1. De bredere context.
De werkzaamheidsgraad van 80% is een Belgisch streefcijfer, maar is daarom niet realistisch. In 2022 van de 20-64-jarigen in Brussel bedraagt die 65,2 % algemeen 70,3 % bij mannen en 60,1 % bij vrouwen. Er is een hoge vraag naar hooggekwalificeerde arbeidskrachten. Tegelijkertijd verloopt de inschakeling voor laaggeschoolden steeds moeilijker.
De toenemende nadruk op activering is een recente maatschappelijke evolutie. Een conservatieve evolutie bij het OCMW ook. Het OCMW blijft in de eerste plaats een federaal instrument voor inkomensverdeling. Er bestaat een complexe relatie tussen werkloosheid en sociale bijstand. De twee systemen beïnvloeden elkaar. Steeds meer mensen belanden bij het OCMW. Daarbij zien we dat het gaat om andere profielen met nieuwe noden.
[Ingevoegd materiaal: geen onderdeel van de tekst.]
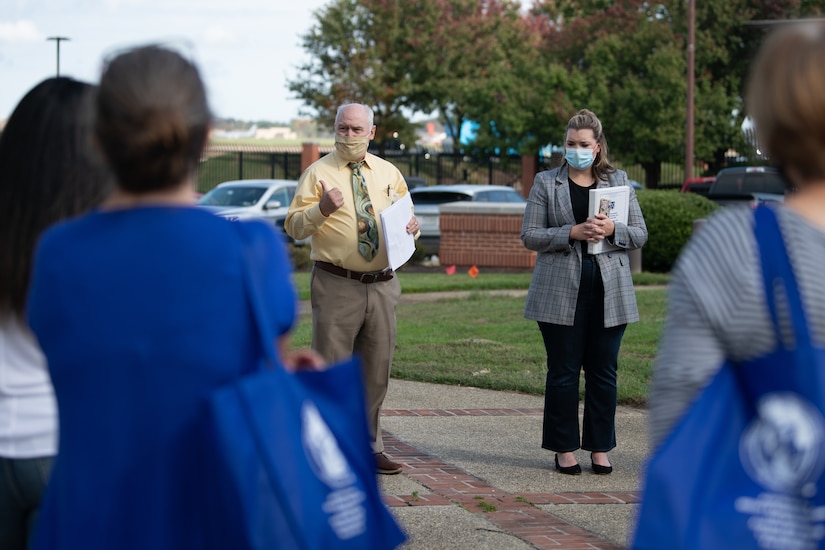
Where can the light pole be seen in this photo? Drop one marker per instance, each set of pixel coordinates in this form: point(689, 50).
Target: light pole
point(691, 76)
point(58, 39)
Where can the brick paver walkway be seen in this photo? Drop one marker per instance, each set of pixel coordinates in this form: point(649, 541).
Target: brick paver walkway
point(517, 514)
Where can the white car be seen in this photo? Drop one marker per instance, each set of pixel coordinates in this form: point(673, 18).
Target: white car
point(248, 199)
point(427, 201)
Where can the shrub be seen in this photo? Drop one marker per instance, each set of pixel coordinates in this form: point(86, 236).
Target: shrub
point(669, 216)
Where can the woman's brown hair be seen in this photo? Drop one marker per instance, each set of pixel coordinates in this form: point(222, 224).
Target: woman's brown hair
point(786, 98)
point(152, 118)
point(587, 120)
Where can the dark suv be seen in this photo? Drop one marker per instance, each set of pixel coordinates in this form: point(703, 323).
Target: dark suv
point(748, 183)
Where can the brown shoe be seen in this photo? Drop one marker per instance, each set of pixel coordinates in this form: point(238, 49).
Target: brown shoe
point(386, 466)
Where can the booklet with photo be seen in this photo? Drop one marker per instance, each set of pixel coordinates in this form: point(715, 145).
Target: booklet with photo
point(613, 202)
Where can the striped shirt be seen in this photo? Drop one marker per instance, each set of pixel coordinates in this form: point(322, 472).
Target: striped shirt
point(717, 307)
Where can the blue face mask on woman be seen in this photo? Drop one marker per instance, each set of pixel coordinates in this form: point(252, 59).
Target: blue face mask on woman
point(579, 159)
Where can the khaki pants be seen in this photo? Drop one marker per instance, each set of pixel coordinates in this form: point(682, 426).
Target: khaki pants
point(353, 318)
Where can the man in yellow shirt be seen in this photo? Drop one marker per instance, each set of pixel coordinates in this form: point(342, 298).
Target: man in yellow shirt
point(353, 293)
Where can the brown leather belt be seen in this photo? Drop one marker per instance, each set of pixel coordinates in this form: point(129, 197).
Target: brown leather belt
point(366, 278)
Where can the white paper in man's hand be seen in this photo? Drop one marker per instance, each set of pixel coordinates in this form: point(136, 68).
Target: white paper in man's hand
point(394, 220)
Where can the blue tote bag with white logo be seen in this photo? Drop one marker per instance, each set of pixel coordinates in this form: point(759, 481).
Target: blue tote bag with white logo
point(292, 463)
point(743, 468)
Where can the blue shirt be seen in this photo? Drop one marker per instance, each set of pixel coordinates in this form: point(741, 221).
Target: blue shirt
point(141, 314)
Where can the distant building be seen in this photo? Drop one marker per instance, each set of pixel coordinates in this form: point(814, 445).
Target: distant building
point(275, 132)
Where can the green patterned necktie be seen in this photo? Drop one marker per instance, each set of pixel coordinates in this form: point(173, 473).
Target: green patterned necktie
point(367, 227)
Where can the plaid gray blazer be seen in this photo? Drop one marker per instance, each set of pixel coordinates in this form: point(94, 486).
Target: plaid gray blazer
point(554, 287)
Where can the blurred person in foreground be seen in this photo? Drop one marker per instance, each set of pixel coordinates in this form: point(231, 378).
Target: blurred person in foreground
point(353, 292)
point(141, 310)
point(581, 301)
point(50, 171)
point(717, 309)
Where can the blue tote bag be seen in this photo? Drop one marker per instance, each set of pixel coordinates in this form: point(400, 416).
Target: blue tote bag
point(743, 468)
point(291, 455)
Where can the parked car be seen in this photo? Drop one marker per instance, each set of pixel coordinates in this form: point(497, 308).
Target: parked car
point(246, 199)
point(427, 201)
point(747, 185)
point(700, 186)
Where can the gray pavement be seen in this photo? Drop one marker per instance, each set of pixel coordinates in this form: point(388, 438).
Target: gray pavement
point(500, 448)
point(476, 477)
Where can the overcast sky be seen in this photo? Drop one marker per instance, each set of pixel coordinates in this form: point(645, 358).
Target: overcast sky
point(246, 49)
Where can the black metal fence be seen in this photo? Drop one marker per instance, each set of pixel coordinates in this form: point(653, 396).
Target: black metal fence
point(221, 163)
point(224, 162)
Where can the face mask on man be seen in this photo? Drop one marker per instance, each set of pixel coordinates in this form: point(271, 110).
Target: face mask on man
point(579, 159)
point(352, 149)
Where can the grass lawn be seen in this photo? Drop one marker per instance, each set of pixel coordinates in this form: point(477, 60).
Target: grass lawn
point(483, 340)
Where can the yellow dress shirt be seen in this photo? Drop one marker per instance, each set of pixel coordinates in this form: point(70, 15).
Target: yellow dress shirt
point(334, 238)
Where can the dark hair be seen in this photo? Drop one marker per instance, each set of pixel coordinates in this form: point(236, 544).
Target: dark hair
point(49, 170)
point(152, 118)
point(587, 120)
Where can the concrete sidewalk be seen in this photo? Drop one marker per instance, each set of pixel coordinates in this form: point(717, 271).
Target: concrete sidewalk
point(476, 478)
point(475, 475)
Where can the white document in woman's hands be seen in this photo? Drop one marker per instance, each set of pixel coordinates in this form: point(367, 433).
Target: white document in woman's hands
point(394, 220)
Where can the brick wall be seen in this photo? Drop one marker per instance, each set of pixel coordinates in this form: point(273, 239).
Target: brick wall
point(484, 235)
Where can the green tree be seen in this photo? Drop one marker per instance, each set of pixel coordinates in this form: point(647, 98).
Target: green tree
point(353, 47)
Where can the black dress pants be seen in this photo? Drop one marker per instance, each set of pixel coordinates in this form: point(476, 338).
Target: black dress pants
point(591, 346)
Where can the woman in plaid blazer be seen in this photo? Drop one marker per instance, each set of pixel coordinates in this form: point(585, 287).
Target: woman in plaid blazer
point(582, 302)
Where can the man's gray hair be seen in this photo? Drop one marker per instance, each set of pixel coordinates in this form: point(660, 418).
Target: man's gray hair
point(369, 111)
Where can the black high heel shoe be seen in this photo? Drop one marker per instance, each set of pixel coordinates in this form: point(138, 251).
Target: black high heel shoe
point(598, 469)
point(573, 470)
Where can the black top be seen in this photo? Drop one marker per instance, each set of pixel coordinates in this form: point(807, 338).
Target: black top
point(580, 199)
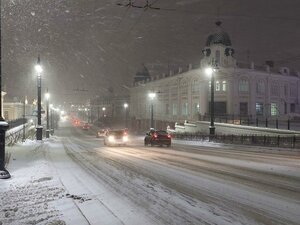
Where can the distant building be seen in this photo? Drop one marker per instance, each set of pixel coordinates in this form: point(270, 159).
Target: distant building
point(142, 74)
point(240, 89)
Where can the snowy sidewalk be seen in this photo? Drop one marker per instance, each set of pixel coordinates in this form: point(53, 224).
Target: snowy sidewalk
point(32, 195)
point(48, 188)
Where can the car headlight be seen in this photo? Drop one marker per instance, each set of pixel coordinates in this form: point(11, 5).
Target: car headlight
point(111, 138)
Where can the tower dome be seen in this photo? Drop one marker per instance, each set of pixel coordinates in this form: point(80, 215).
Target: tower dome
point(218, 49)
point(220, 37)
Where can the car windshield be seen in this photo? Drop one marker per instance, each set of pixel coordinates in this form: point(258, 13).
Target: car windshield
point(116, 133)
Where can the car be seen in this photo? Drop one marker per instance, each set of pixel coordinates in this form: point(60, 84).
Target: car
point(157, 137)
point(116, 137)
point(101, 133)
point(86, 126)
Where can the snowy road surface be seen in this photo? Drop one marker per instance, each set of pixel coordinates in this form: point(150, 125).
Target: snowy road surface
point(72, 178)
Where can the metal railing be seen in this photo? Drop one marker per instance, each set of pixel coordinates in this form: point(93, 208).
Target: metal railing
point(291, 141)
point(270, 122)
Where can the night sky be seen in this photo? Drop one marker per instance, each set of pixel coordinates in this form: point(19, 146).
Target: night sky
point(96, 45)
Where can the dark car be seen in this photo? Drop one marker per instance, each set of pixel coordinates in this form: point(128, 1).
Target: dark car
point(116, 137)
point(157, 137)
point(86, 126)
point(101, 133)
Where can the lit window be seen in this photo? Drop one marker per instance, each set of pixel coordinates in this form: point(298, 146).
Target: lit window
point(259, 108)
point(243, 86)
point(174, 109)
point(260, 87)
point(184, 110)
point(224, 84)
point(167, 109)
point(218, 86)
point(275, 89)
point(274, 109)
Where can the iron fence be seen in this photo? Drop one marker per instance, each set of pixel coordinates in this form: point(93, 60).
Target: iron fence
point(270, 122)
point(291, 141)
point(17, 122)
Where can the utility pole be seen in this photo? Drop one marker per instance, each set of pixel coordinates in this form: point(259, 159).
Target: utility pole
point(4, 174)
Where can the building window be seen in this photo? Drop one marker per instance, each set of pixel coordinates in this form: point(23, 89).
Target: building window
point(293, 108)
point(196, 109)
point(174, 109)
point(260, 87)
point(275, 89)
point(286, 90)
point(224, 84)
point(218, 86)
point(184, 110)
point(218, 57)
point(274, 109)
point(243, 108)
point(167, 109)
point(195, 86)
point(6, 115)
point(259, 108)
point(243, 85)
point(293, 90)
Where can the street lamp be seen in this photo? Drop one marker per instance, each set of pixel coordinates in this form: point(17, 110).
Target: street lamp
point(210, 72)
point(51, 119)
point(39, 129)
point(4, 174)
point(125, 107)
point(24, 118)
point(47, 95)
point(103, 113)
point(152, 95)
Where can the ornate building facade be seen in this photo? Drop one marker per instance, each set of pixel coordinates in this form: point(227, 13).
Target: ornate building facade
point(239, 89)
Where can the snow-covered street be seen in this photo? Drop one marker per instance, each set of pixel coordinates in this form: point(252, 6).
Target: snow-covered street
point(72, 178)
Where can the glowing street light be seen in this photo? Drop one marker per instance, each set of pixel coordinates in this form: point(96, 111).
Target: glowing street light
point(152, 95)
point(210, 72)
point(47, 95)
point(126, 113)
point(39, 129)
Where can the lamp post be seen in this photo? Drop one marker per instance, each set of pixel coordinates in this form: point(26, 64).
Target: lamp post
point(152, 95)
point(210, 72)
point(4, 174)
point(125, 107)
point(39, 129)
point(103, 113)
point(47, 95)
point(24, 118)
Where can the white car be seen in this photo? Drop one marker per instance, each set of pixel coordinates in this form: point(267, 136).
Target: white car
point(116, 137)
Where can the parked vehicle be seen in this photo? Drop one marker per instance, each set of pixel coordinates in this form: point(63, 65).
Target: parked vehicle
point(159, 137)
point(101, 133)
point(116, 137)
point(86, 126)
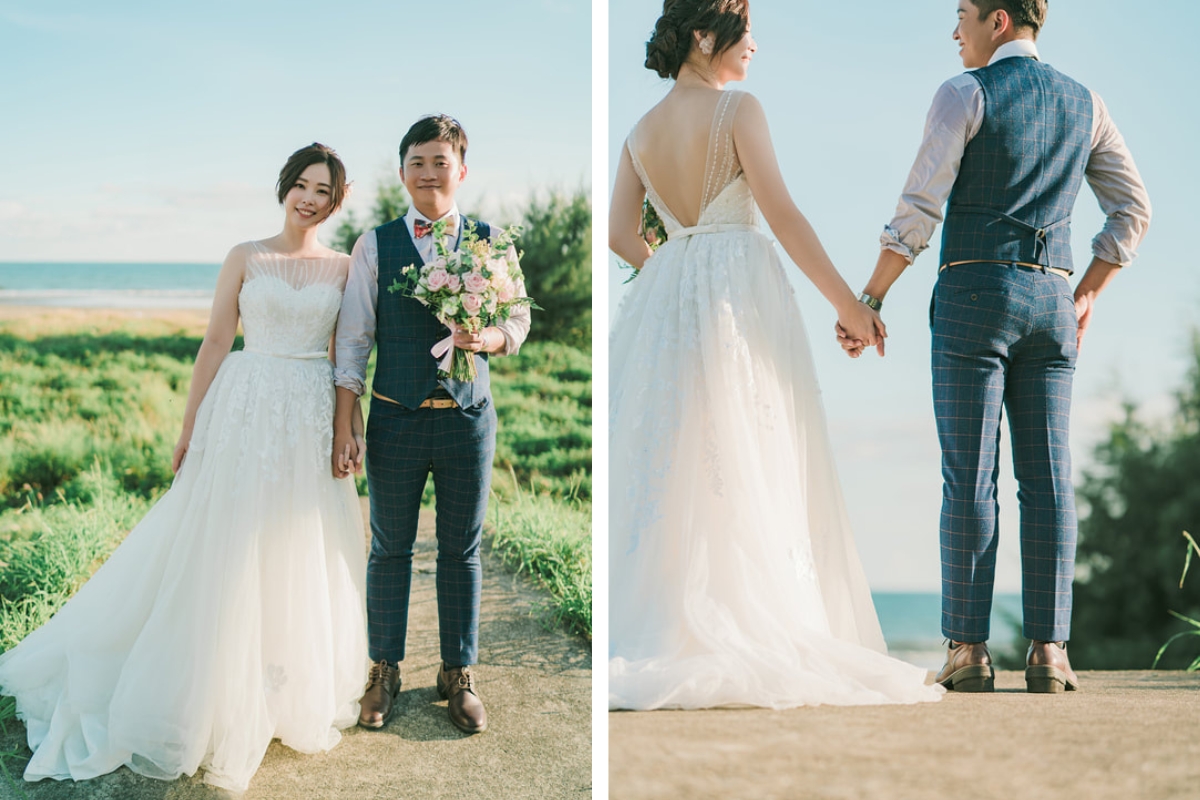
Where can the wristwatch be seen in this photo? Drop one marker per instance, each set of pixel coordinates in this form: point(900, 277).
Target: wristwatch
point(874, 304)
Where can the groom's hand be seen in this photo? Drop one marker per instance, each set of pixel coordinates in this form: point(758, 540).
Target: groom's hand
point(855, 347)
point(1084, 314)
point(489, 340)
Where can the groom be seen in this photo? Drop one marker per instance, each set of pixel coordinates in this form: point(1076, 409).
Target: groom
point(420, 423)
point(1008, 146)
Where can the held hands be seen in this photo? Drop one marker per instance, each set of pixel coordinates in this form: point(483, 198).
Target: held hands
point(349, 450)
point(858, 329)
point(480, 342)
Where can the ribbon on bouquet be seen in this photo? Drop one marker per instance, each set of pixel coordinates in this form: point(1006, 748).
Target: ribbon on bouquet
point(444, 349)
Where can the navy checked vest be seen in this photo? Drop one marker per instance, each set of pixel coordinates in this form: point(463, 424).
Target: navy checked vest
point(406, 330)
point(1021, 173)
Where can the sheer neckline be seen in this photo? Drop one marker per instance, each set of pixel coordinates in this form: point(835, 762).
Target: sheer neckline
point(263, 250)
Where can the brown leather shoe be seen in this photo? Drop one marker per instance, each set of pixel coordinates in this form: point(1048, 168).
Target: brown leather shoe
point(383, 685)
point(1048, 671)
point(457, 685)
point(967, 668)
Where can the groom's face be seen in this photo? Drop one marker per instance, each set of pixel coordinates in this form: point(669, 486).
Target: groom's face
point(975, 35)
point(432, 173)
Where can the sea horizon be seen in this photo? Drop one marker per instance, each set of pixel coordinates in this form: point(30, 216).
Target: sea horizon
point(108, 284)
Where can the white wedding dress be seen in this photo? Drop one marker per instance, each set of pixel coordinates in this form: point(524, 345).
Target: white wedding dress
point(733, 575)
point(234, 612)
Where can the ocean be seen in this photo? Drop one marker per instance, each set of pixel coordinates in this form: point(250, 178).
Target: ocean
point(108, 286)
point(910, 620)
point(911, 624)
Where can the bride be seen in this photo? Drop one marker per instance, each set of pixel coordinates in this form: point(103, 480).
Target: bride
point(733, 576)
point(234, 612)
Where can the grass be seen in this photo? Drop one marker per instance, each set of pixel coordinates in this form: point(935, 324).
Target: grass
point(1192, 547)
point(90, 411)
point(551, 541)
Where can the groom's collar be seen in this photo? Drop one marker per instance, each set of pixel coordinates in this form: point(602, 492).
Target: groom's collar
point(1018, 47)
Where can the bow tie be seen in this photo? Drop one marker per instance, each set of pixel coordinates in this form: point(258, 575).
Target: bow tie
point(421, 228)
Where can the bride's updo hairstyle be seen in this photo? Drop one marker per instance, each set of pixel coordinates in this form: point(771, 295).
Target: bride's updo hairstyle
point(304, 158)
point(672, 38)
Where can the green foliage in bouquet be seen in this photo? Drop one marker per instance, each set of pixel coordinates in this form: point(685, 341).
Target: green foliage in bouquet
point(652, 230)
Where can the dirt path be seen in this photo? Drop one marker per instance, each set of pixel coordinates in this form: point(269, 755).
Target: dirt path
point(1128, 735)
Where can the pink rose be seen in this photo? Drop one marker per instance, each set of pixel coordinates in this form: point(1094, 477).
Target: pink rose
point(472, 304)
point(498, 268)
point(474, 282)
point(437, 277)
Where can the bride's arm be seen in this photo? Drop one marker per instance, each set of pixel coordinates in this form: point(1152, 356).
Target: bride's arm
point(625, 214)
point(217, 340)
point(751, 138)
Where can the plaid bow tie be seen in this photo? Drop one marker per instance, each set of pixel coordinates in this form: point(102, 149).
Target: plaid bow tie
point(421, 228)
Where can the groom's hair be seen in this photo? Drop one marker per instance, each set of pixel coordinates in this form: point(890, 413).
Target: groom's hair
point(436, 127)
point(1025, 13)
point(672, 41)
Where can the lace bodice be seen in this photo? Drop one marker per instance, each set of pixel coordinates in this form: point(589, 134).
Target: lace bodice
point(726, 198)
point(289, 305)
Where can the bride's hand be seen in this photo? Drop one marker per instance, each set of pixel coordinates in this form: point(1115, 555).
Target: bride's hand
point(361, 444)
point(859, 328)
point(345, 453)
point(177, 458)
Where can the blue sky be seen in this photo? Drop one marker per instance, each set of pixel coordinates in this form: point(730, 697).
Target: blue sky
point(846, 86)
point(155, 131)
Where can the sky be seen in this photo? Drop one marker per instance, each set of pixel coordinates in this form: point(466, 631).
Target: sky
point(145, 131)
point(846, 88)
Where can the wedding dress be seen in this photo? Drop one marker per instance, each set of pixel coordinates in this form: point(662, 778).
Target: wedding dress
point(733, 576)
point(234, 612)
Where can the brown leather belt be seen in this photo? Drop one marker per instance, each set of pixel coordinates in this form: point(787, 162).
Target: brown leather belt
point(1055, 270)
point(430, 402)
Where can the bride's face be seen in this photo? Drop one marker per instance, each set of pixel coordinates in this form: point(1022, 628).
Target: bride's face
point(307, 203)
point(735, 62)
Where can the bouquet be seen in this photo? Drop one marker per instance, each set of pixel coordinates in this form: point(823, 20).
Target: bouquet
point(652, 230)
point(467, 289)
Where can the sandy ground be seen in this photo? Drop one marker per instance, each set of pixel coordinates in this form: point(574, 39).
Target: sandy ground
point(535, 683)
point(1129, 735)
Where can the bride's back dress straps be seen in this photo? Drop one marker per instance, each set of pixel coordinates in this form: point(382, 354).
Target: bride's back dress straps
point(723, 166)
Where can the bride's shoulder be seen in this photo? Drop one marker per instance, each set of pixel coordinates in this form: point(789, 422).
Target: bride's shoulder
point(240, 254)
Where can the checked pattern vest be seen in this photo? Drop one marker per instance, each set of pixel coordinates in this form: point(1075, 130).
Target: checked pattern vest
point(1023, 170)
point(406, 330)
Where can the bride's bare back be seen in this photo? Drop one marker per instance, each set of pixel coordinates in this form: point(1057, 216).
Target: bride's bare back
point(689, 148)
point(685, 145)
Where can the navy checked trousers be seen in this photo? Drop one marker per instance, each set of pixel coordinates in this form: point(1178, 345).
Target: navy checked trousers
point(403, 446)
point(1005, 340)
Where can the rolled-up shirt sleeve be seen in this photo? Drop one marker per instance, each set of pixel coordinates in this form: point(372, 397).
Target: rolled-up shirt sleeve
point(516, 328)
point(357, 320)
point(1119, 188)
point(954, 118)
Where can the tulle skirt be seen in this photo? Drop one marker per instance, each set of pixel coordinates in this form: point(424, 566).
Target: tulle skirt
point(733, 575)
point(232, 614)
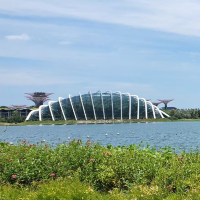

Werken moet meer lonen. Maar de plannen hiervoor zijn pover of contraproductief. Verplichte gemeenschapsdienst is geen sociale oplossing. Een inkomen boven de armoedegrens is de beste verzekering om de stap te zetten naar duurzaam werk. De gebruiker werd meer consument van het OCMW. Maar ‘of werken loont’ is voor de begunstigden van het leefloon zelf ook alsmaar moeilijker in te schatten.
Brussel vereist extra middelen omdat de armoede dieper zit. De profielen die men begeleidt naar werk zijn kwetsbaarder.